If you're the kind of person who needs to connect the dots in a more linear, step-by-step fashion, and you had the chance to spend some time in an entrepreneur's brain, you'd likely find it messy and chaotic. You might even start looking for the exits. But entrepreneurs don't run from mess. They're comfortable with it. In fact, they embrace it. Many of them do their best work that way.
I gained a fascinating insight into the benefits that can flow when a random entrepreneurial brain embraces the mess (not to mention listened to a riveting personal story) when I watched Steve Jobs deliver his famous commencement speech to the students at Stanford University in 2005. You can watch it here.
Jobs tells the students that he had no idea what he wanted to do with his life when he went to college, and no idea how college was going to help him figure it out. Six months in, failing to see the value of a college education, he dropped out, sleeping on the floor in friends' dorm rooms, walking seven miles across town once a week to get a good meal at the Hare Krishna temple. But freed from taking the required classes that didn't interest him, he attended others that did, and much of what he stumbled on simply by following his curiosity "turned out to be priceless later on". One such discovery was a course in calligraphy, which Jobs found fascinating. While nothing about that course held out any hope of practical application in his life, ten years later when he and Steve Wozniak were creating the first Macintosh computer, everything he learned in that class came back to him and he put that knowledge to use designing the first computer to feature beautiful typography.
I love that story because it's such a great example of how the random entrepreneurial brain works. It's also the story of someone who can live with mess, who intuitively trusts that the dots will eventually connect, and who creates his own luck by putting himself in the path of opportunity.
You can find another interesting story about how great entrepreneurs think here. The Inc.com article, by Leigh Buchanan, focuses on research conducted in 2001 by Saras Sarasvathy, a professor at the University of Virginia's Darden School of Business, on how some of America's most successful entrepreneurs handle business problems.
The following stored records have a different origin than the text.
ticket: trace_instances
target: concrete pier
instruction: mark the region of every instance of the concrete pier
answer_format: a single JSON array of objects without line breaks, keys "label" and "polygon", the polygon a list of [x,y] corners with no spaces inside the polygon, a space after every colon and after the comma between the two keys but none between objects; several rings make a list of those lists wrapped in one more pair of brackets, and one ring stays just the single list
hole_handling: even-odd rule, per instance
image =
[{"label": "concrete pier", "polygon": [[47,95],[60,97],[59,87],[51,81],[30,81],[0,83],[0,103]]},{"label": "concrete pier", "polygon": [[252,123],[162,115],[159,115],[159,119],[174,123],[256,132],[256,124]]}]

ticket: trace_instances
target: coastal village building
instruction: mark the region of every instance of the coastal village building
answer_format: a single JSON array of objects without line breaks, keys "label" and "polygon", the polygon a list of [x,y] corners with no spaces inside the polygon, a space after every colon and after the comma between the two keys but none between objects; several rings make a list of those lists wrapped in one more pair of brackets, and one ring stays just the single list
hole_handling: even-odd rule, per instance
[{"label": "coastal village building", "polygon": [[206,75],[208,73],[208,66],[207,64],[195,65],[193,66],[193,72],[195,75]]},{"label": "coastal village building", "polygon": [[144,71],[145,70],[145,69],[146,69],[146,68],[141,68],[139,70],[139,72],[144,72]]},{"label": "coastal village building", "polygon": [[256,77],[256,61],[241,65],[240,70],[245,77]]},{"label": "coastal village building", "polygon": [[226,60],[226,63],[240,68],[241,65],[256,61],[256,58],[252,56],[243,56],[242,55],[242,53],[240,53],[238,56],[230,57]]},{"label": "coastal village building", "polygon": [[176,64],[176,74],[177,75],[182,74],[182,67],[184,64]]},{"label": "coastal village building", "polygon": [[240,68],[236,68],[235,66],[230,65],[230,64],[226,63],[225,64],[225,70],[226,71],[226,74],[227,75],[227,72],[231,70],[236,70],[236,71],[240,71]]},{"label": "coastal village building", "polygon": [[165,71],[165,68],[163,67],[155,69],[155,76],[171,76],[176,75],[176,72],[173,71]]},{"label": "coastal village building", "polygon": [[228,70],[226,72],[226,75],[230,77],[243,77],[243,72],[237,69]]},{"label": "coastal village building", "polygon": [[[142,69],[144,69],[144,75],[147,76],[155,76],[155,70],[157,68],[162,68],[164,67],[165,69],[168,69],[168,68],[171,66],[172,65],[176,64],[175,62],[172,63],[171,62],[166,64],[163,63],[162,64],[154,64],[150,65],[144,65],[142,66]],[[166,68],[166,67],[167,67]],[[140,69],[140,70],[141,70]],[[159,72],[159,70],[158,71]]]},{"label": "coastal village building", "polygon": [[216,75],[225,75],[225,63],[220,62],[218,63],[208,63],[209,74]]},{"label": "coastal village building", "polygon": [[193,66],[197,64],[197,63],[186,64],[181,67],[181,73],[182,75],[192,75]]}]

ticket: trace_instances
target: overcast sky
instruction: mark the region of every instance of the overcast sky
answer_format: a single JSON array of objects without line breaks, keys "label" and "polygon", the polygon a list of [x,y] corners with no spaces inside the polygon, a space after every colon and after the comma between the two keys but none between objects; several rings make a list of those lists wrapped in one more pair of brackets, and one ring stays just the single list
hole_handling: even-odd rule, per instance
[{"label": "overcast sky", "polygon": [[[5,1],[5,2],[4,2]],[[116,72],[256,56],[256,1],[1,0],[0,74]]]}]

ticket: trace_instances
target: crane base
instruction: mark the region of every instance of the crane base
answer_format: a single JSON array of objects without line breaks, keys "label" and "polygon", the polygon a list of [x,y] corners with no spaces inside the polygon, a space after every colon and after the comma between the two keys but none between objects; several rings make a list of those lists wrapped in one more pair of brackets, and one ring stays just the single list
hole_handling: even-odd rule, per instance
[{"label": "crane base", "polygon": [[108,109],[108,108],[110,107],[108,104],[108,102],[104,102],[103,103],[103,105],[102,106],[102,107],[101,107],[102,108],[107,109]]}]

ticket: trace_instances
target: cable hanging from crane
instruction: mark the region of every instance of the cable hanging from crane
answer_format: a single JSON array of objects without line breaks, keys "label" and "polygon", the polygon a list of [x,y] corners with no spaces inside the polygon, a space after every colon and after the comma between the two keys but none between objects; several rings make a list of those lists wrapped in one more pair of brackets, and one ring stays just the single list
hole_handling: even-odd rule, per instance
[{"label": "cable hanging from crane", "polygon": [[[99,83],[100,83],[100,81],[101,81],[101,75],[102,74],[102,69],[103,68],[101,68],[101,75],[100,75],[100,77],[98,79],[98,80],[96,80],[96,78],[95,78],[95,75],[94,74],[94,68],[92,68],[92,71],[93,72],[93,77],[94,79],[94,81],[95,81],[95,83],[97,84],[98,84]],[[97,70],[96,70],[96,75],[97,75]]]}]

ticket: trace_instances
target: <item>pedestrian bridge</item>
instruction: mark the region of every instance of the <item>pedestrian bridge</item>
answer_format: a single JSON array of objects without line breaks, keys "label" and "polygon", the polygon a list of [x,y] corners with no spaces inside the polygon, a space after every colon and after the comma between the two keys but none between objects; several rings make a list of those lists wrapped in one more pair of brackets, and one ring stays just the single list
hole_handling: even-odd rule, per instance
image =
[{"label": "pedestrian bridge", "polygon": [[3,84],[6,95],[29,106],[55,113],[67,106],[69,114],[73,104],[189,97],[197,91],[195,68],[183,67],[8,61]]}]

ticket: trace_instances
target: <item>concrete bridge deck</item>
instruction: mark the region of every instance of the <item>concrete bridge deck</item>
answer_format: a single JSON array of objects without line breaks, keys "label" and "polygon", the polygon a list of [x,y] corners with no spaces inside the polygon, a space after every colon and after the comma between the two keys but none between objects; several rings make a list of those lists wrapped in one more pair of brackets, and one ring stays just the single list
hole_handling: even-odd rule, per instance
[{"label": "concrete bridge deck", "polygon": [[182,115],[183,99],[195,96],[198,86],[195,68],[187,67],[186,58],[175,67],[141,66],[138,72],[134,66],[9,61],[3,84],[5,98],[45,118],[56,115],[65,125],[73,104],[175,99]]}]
Buchanan reports that Sarasvathy concluded entrepreneurs are brilliant improvisers who don't start out with concrete goals, but instead are constantly in motion figuring out how to tap into their strengths, resources, connections--whatever's at hand--to work out goals on the fly, "while creatively reacting to contingencies". Sarasvathy compares entrepreneurs to Iron Chefs, who are "at their best when presented with an assortment of motley ingredients and challenged to whip up whatever dish expediency and imagination suggest, while corporate leaders, by contrast, decide they're going to make Swedish meatballs, then proceed to shop, measure, and cook Swedish meatballs in the most efficient, cost-effective manner possible." It's not that entrepreneurs don't have goals, writes Buchanan, "only that those goals are broad and--like luggage--may shift during flight."
I love that analogy, too. I think I'm going to be referring to it a lot. So what about you? Are you an Iron Chef? Or a methodical measure-the-ingredients sort of person? And how important do you consider random thinking and a comfort level with controlled chaos to be if you plan to embrace the entrepreneurial lifestyle?